The commission majority's greatest concern was that three years of deficit spending, from the lower tax rates in the 1997-99 budgets, drained their reserve fund from the target range of $4.5-5 million to only $2.7 million by the end of 1999, said Smith. Miller said the district had not had a deficit spending year since the early '80s, which resulted in taking out a loan.
"The reserve fund philosophy, established by the fire commission in the '80s, is that paying for equipment and facility expenses with the interest gained from the reserves is more fiscally responsible than having to hold emergency tax levies or taking out loans," said Smith.
The interest on $3.9 million from the 1998 reserve was $200,000, while the interest on $2.7 million from the 1999 reserve was only $110,000. The lower tax rates led to deficit spending of $250,000 in 1997, $426,000 in 1998 and $500,000 in 1999, said Smith. That all came out of the reserve fund.
"It took several years of sacrificing by the district to get those reserves up close to $4 million," said Miller, a fire commissioner and Chairman during the late '80s and early '90s.
In an interview last week, Callon said he is the only commissioner left from the previous board majority that lowered taxes. During the last two years, a different majority elected to the Fire Commission has gradually raised taxes to their former level (of $1.50 per $1,000).
This year, $580,000 will go back in reserve. But since facility expenses are not covered by the budget, $1 million of the reserve will go into building the new downtown fire station, plus $150,000 to finish last year's repairs at two stations. That will leave around $2.3 million in reserve at the end of 2000, said Smith, well below the ideal range of $4-5 million.
The district is looking at a 10-year timetable for replacing the reserves, partly because 82 percent of their budget goes to employee payroll and benefits, he said. I-695 also plays a role in the slow recovery.
"Our attorney advised us that, under I-695, we will only be able to ask for the same revenues next year as this year, plus new construction revenue," Smith said. "We won't be in financial crisis in the foreseeable future. If we had stayed at the previous budget request level ($1.32 per $1,000), we would definitely be in trouble.
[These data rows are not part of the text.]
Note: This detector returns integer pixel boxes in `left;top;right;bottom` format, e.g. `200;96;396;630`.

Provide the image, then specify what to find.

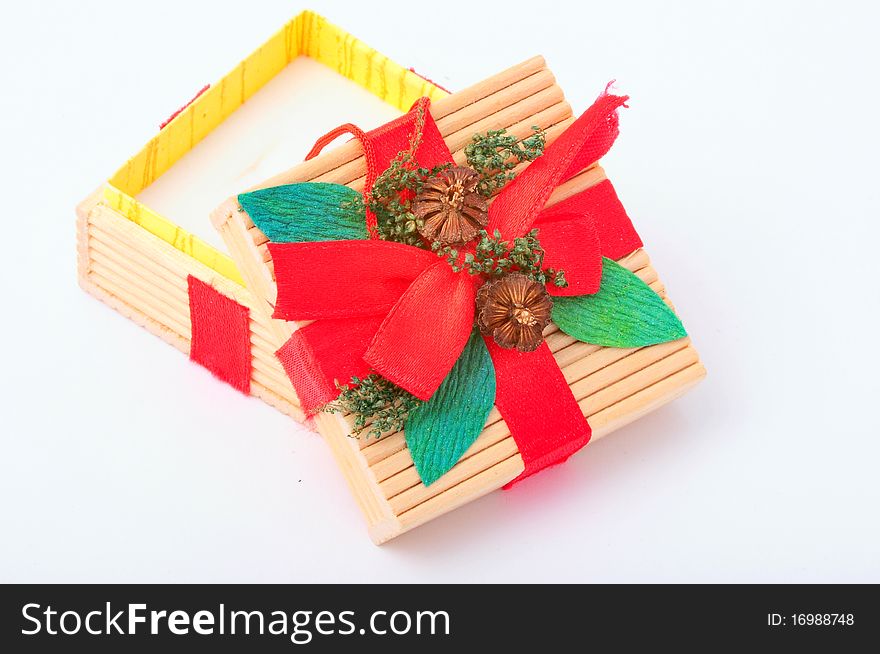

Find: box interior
135;56;400;251
100;10;447;286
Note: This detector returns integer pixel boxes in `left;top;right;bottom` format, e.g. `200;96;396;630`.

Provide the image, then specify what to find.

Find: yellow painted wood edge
296;11;449;111
103;10;447;286
103;184;245;287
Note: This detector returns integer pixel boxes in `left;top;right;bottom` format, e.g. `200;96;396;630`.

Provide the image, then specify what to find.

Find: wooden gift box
77;11;705;543
212;57;705;543
77;11;446;428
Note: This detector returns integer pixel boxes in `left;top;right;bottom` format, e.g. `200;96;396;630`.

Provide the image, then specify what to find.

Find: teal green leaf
553;259;687;347
238;182;368;243
404;330;495;486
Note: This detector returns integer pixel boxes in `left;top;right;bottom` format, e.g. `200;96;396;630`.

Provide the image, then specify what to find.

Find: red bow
269;94;641;479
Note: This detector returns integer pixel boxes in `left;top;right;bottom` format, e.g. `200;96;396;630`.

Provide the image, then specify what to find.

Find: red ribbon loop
270;94;641;481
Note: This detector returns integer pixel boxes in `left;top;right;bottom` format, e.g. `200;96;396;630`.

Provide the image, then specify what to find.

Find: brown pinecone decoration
477;273;553;352
413;166;489;245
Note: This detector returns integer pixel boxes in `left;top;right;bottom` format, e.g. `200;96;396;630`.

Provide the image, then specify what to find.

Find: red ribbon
269;94;641;483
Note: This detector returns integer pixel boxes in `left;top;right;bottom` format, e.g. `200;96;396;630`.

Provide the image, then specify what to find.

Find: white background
0;0;880;582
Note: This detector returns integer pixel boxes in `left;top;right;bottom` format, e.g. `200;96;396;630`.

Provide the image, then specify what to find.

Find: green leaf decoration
404;330;495;486
553;259;687;347
238;182;368;243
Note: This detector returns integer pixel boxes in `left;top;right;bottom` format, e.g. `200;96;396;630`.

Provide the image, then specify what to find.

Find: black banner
0;585;880;652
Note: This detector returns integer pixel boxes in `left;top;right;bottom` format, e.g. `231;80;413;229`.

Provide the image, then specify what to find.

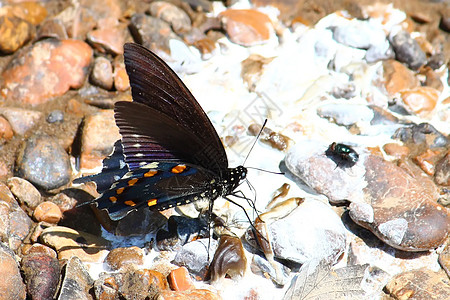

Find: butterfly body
74;44;247;220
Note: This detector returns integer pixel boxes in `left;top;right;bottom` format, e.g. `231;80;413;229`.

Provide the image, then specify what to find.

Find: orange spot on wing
128;178;139;186
124;200;136;206
144;170;158;177
172;165;186;174
147;199;158;206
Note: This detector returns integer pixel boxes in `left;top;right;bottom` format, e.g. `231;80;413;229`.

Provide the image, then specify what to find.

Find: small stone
0;107;42;135
383;143;410;158
87;23;127;55
0;116;14;141
33;201;62;224
210;235;247;281
40;226;110;263
113;60;130;92
0;16;34;54
168;267;195;291
80;110;120;169
158;289;222;300
47;109;64;123
389;31;427;70
150;1;191;34
11;1;47;25
1;39;92;104
219;9;274;46
90;56;114;90
173;238;217;279
130;14;180;54
57;256;94;300
383;60;419;95
386;268;450;300
17;135;72;190
105;246;144;271
400;86;439;115
0;243;27;300
7;177;43;211
434;151;450;186
21;253;60;300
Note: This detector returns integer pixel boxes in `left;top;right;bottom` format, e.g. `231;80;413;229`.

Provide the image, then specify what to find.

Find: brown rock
383;60;419;95
158;289;222;300
400;86;439;115
90;56;113;90
0;245;27;300
434;151;450;186
219;9;273;46
80;110;120;169
386;268;450;300
11;1;47;25
0;107;43;135
350;155;450;251
1;39;92;104
168;267;195;291
87;23;128;55
113;60;130;92
0;116;14;141
383;143;409;158
7;177;42;211
150;1;191;34
41;226;110;263
33;201;62;224
0;16;34;53
105;246;144;271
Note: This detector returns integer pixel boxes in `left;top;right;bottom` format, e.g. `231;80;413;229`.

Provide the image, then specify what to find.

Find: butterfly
74;43;247;220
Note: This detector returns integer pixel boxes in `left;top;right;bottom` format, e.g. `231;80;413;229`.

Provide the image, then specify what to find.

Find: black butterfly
74;43;247;220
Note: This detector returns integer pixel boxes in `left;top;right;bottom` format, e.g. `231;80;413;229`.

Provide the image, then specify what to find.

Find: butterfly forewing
122;44;228;174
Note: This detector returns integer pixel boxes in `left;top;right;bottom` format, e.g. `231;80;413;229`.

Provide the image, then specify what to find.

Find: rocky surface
0;0;450;300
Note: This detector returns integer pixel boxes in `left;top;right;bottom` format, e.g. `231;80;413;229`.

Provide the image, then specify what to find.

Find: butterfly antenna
242;119;267;165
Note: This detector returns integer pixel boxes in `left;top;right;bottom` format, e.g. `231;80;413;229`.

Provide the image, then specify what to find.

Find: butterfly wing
120;43;228;176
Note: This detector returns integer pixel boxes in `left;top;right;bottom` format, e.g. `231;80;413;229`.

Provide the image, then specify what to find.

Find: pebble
219;9;274;47
0;243;27;300
17;135;72;191
7;177;43;211
105;246;144;271
33;201;62;224
172;238;217;279
130;13;180;55
400;86;440;116
113;59;130;92
0;107;42;135
168;267;195;291
248;199;346;264
87;23;129;55
1;39;93;105
389;31;427;70
56;255;94;300
90;56;114;90
80;110;120;169
40;226;110;263
0;15;34;54
21;253;60;300
0;116;14;143
47;109;64;123
383;60;419;95
386;268;450;300
434;151;450;186
150;1;192;34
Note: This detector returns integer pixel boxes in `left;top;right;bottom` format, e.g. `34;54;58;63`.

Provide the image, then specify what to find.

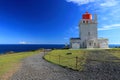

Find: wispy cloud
66;0;95;5
19;41;28;44
98;24;120;30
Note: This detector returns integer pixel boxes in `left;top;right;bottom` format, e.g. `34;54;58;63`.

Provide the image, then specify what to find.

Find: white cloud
98;24;120;30
66;0;95;5
100;0;118;7
19;41;28;44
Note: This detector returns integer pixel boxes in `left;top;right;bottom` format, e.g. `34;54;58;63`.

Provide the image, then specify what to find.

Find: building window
86;21;88;23
88;32;90;36
83;21;85;23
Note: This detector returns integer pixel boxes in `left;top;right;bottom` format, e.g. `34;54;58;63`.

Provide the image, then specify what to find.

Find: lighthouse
70;12;108;49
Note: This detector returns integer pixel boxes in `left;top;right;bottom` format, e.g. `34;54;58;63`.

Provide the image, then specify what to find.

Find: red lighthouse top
82;12;92;19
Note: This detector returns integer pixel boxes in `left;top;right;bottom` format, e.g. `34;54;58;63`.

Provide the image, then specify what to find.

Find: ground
10;51;120;80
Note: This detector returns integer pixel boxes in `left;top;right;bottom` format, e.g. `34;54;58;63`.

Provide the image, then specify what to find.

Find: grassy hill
44;49;120;71
0;50;40;80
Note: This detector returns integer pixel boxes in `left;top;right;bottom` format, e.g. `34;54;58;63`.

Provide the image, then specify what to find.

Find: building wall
98;39;109;48
79;23;98;41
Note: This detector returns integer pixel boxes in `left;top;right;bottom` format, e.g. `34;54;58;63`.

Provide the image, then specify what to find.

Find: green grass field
44;49;120;71
0;50;40;77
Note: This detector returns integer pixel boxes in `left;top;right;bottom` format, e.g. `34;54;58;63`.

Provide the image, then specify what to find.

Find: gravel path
10;53;120;80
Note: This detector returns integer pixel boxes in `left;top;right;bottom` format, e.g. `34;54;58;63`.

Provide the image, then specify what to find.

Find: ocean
0;44;65;54
0;44;120;54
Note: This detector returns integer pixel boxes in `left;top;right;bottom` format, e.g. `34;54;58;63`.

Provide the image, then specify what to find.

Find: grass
44;50;87;70
44;49;120;71
0;50;40;77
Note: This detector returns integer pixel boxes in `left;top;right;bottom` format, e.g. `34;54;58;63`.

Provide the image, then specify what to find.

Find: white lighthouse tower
70;12;108;49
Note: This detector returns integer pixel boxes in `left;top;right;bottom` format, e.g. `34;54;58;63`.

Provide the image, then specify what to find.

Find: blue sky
0;0;120;44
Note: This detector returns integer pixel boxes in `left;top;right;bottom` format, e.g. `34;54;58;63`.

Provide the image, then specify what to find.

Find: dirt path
10;53;120;80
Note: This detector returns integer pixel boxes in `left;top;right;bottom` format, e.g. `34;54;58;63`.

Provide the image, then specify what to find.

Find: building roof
82;12;92;20
70;38;81;40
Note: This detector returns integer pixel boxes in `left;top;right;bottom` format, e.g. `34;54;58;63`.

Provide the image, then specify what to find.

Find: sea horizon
0;44;120;54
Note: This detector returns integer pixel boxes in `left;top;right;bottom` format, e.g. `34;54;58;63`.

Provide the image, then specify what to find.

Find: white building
70;12;108;49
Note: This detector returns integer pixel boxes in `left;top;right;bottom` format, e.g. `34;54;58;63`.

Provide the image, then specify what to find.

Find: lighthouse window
88;32;90;36
83;21;85;23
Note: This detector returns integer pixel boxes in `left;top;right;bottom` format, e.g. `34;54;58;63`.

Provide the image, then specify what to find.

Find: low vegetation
44;49;120;71
0;50;40;80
But the Board corrected that deficit spending level at last October's budget hearing."
The Council thanked Smith for providing them with a clearer perspective than they had before.
"I'm glad to see the reserves will be building back up, engines will be replaced, and that we'll retain a Class-3 rating, which saves insurance costs," said Miller. "Please thank the other Fire Commissioners for their fiscal responsibility." The "Class-3" rating comes from a state survey of all Washington fire districts to give them a fire insurance rating, on a descending 1-10 scale of fire protection.
Smith said the district needs to hire three firefighters this year to staff an aid unit at the headquarters fire station, due to the rapid increase from that area, including downtown Woodinville. He also cited the fact that 14 percent of the headquarter station's 1999 aid calls had to be answered by the Bothell Fire Department.
The district is currently exploring the possibility of a co-purchase and co-staff of an $800,000 ladder truck and its personnel costs with Bothell, as one cost-cutting measure, said Smith.